December 23, 2019 - 11:00am

Popes do not abdicate. In fact, before this century the only pontiff to have done so was Celestine V, an elderly hermit who had been in charge for just five months in 1294 before scurrying off back to the mountains. Poor Celestine was a bizarre choice for the job, and used to hide himself in a small cell during his short reign; afterwards his successor imprisoned the poor old man, because a second living pope could prove a threat, a focus for discontent among enemies of the supreme leader.

Fast forward seven hundred years and during a Monday morning conference at the Apostolic Palace Benedict XVI made his shock announcement, which an Italian journalist scooped because she spoke Latin.

Benedict’s resignation and the subsequent election of Cardinal Jorge Bergoglio as Pope Francis is the subject of Netflix’s latest TV movie The Two Popes.

Filmed in Argentina and Italy, funded by Americans, directed by Brazilian Fernando Meirelles and starring two fine Welsh actors, Jonathan Pryce and Anthony Hopkins, the film does well to capture the glamour and majesty of the Catholic Church.

The filmmakers actually built a larger replica of the Sistine Chapel, since filming there would have been a logistical nightmare even if the Church wanted it.

But essentially it is about two men, and two personality archetypes with different visions not just of the Catholic Church but of the world: the conscientious conservative and the open-minded liberal.

Because the film industry is dominated by liberals, therefore Francis, the liberal, is the star and the protagonist, while Benedict is someone coming to terms with his failings.
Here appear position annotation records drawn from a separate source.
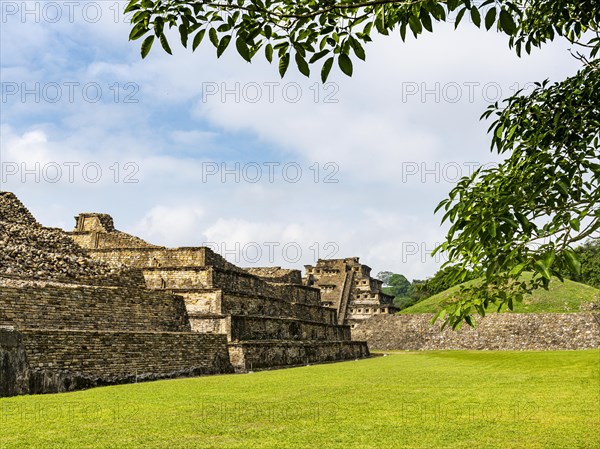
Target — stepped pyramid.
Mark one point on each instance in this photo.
(69, 322)
(271, 320)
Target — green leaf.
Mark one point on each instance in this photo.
(327, 65)
(146, 46)
(318, 56)
(223, 45)
(542, 269)
(517, 270)
(131, 6)
(198, 39)
(507, 22)
(302, 65)
(475, 17)
(284, 63)
(212, 35)
(490, 18)
(415, 25)
(459, 17)
(345, 64)
(183, 33)
(138, 31)
(572, 261)
(426, 20)
(269, 52)
(165, 44)
(242, 48)
(358, 49)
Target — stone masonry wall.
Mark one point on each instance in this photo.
(61, 360)
(238, 304)
(265, 355)
(262, 328)
(505, 331)
(54, 307)
(14, 372)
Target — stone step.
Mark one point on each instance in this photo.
(263, 355)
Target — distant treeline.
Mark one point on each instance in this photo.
(408, 293)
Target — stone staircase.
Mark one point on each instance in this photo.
(271, 320)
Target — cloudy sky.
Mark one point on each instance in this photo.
(188, 150)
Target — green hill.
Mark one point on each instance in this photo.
(567, 297)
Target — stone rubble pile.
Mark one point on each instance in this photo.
(34, 252)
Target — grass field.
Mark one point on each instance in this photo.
(561, 297)
(445, 399)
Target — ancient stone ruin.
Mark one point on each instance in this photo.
(98, 306)
(347, 286)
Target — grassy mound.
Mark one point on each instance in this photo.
(430, 399)
(567, 297)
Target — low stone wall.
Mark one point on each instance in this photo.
(256, 355)
(262, 328)
(14, 372)
(54, 307)
(59, 360)
(239, 304)
(504, 331)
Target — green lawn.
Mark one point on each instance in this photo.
(561, 297)
(441, 399)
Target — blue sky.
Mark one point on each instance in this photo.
(187, 150)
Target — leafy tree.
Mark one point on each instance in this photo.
(398, 285)
(526, 214)
(443, 280)
(384, 276)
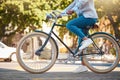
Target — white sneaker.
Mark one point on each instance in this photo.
(80, 69)
(85, 43)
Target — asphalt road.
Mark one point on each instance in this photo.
(12, 71)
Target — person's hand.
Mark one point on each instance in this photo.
(69, 12)
(59, 16)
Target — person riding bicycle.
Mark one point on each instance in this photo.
(86, 17)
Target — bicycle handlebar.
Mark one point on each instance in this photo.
(54, 15)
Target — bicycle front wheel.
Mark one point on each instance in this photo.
(27, 47)
(108, 59)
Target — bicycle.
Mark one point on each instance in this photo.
(38, 51)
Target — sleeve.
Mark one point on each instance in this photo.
(68, 8)
(79, 3)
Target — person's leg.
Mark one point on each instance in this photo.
(77, 26)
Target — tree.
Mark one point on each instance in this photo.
(110, 9)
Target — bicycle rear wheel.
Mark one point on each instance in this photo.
(106, 62)
(27, 47)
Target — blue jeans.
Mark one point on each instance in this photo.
(79, 26)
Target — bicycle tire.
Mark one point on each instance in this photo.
(26, 52)
(109, 60)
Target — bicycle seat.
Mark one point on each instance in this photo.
(95, 26)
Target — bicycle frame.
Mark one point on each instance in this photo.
(49, 35)
(52, 32)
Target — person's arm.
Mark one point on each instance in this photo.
(68, 8)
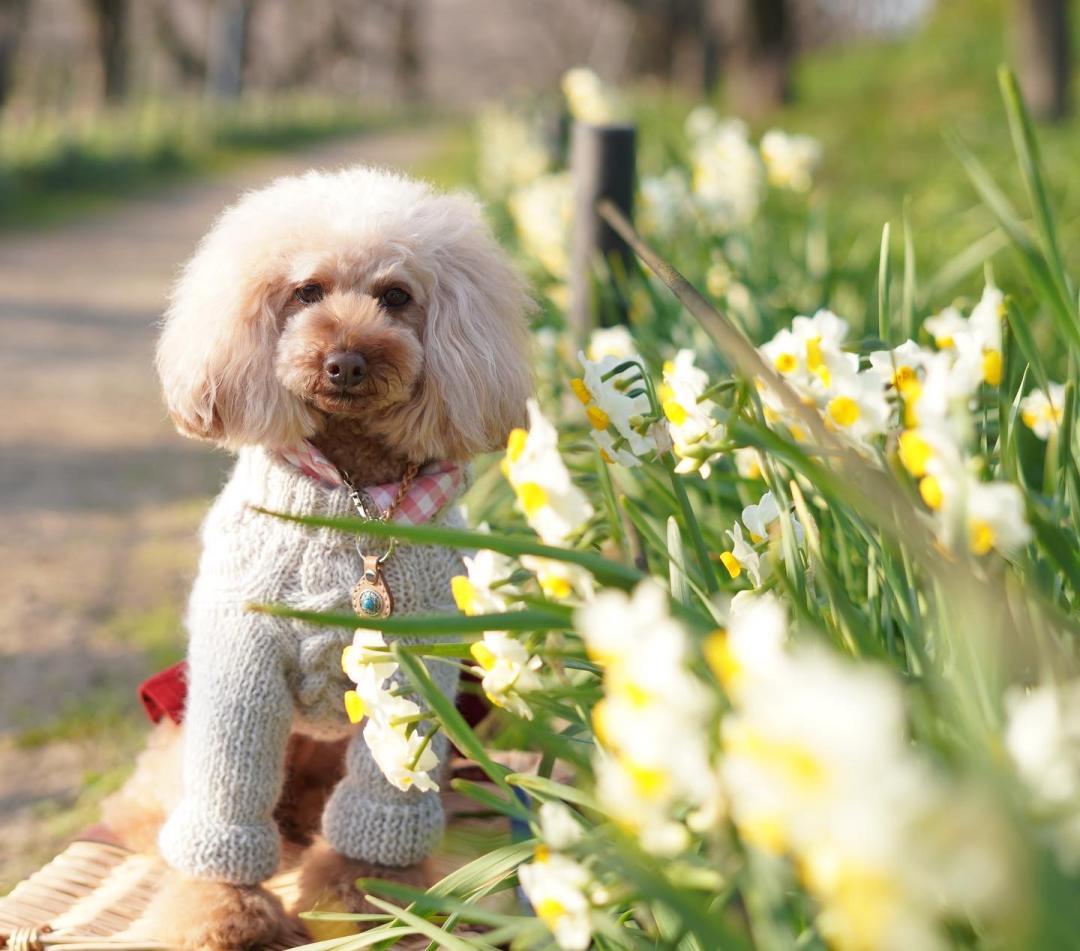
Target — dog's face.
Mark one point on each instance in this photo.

He’s on the wrong side of history.

The director is a non-believing admirer of Pope Francis, and the film will appeal more to non-Catholics than the faithful (the Catholic Herald is not too keen).

I found it hugely enjoyable, even if it is quite simplistic in its representation of these two personality types: Ratzinger as the conservative, uptight and resistant to change, unforgiving of sexual freedom and lacking in personal warmth; Bergoglio as the liberal, generous, kind and forgiving, and prepared to change his opinion.

Benedict is so out of touch that he can’t even name any Beatles songs, and at one point confesses that he took to books because he was scared of really exploring life.

Crucially, of the big five personality traits, conservatives are much lower in openness, which is why Labour voters score higher in this trait.

Indeed, studies across many different countries have linked higher agreeableness, openness and neuroticism with Left-wing parties and higher conscientiousness with the Right.

High openness also explains why the arts, including the world of television and film, tend to be dominated by liberals; Francis is the ultimate liberal personality, which is why the secular Left-leaning media continues to love him, despite him still having views they find repugnant (what with him being Pope and everything).

Indeed, the films paints him as the reformer who will heal the wound of clerical child abuse, and Benedict as guilty of gross neglect, when most Church experts would say that Benedict XVI has a much stronger record on this subject. But then secular liberals like to see the world in clear black and white, so to accurately portray this would be complicate things — in this they are just like any other community of believers.